Depending on the questions you need answered, you may be surprised to find that the customers you have traditionally engaged with in steering committees or advisory boards may no longer best serve you. For example, if you are looking for advice on how to develop a performance-based reimbursement model for a new product launch, you may want to target a series of interactions with ex-payers for their expert view on the subject. Similarly, if your questions has to do with the creation of new materials or messages for a patient support program, you may find your best insights gathered through a group of nurses. Alternatively, a focus on new conference data releases and implications to clinical practice would best be served through a board of physicians specializing in that therapeutic area.
There are also several other characteristics one must consider when selecting the best individuals for your working group or advisory board, especially if there is going to be a digital component, such as web meetings or asynchronous online assignments. The customer’s level of influence and their association or personal interest in your objective as well as their openness to partnering with industry should be considered. Other important items are geography and language preference, their level of access (do they check and respond to email?) and their level of technology savviness.

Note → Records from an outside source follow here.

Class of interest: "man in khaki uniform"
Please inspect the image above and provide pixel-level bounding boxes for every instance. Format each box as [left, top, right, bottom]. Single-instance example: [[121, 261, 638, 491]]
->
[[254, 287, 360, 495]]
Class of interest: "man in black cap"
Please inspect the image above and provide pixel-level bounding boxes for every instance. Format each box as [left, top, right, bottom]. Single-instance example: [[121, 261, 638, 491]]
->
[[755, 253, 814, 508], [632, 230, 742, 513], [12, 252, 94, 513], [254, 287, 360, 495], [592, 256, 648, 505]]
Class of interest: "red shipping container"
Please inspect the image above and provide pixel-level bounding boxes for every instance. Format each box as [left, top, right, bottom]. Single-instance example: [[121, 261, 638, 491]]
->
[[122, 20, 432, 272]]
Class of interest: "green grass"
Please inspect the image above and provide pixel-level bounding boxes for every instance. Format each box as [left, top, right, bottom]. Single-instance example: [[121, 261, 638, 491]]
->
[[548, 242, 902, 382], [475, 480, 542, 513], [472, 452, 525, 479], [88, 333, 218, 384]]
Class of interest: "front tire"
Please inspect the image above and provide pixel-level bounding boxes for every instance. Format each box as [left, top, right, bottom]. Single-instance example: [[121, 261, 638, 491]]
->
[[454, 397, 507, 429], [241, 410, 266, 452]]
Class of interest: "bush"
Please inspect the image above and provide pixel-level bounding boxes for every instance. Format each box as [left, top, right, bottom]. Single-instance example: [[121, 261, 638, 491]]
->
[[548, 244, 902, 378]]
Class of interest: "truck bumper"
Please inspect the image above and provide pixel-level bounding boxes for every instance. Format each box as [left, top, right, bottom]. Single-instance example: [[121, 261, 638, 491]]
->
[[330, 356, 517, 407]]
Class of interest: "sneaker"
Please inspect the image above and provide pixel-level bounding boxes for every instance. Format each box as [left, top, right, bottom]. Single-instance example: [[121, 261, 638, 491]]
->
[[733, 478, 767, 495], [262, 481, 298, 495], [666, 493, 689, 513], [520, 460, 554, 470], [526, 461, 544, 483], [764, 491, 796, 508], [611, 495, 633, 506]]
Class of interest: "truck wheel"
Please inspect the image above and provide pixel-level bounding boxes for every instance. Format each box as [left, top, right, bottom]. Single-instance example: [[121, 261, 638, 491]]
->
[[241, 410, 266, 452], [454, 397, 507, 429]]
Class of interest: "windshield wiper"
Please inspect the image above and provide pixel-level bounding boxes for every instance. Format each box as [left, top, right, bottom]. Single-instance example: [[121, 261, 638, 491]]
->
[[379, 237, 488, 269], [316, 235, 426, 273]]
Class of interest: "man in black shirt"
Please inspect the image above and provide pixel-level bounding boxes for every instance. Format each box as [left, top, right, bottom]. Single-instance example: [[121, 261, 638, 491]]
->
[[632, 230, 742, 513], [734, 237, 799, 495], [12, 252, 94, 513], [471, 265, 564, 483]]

Describing your information sources
Now that you have selected the customers who will sit on your steering committee or advisory board, it will now be important to aggregate the informational assets that you have available which can be leveraged to educate your group and to inform the working sessions. Often in pharma, board meetings are initiated on data releases at conferences. This is because many pharma employees, who live and breathe their product, assume their customers know the “old” product data just as well as they do and that the only way to “engage” them is with new data. Pharma managers are forever flocking to conferences and meetings, questing after “new” tidbits that will be deemed topical, relevant and compelling for their customers. But what we can often forget here is that customers are not living and breathing the details of individual products. They often create mental “mashups” of products and categorize them by mechanism of action or biological target. Being able to create “contextual” stories for your product, using data and informational sources from the past, present or future, will help to create mental clarity for your customers in your working groups.
Data of all types can be collected, sorted and prioritized based on a logical “story” flow. One can use abstracts or posters as thought starters or include peer reviewed journal articles, guidelines or consensus papers for more broad scope discussions. In addition, resources from affiliates or global teams such as curated powerpoint decks, videos, websites and other internal resources can be incredibly helpful. It is also important to consider other valuable resources that can originate from internal cross functional teams such as regulatory, market access, medical, scientific affairs and marketing. Reference materials from strategic visioning exercises from leadership teams as well as financials and market research can also be referred to during board discussions.
At the end of the day, leveraging a group of key, targeted customers who have the expertise in the subject you are trying to solve, who are equally vested in the topic and who are provided the informational resources that will help to inspire co-creative insight generation, is a sure formula for sustained success both for your board and for your company.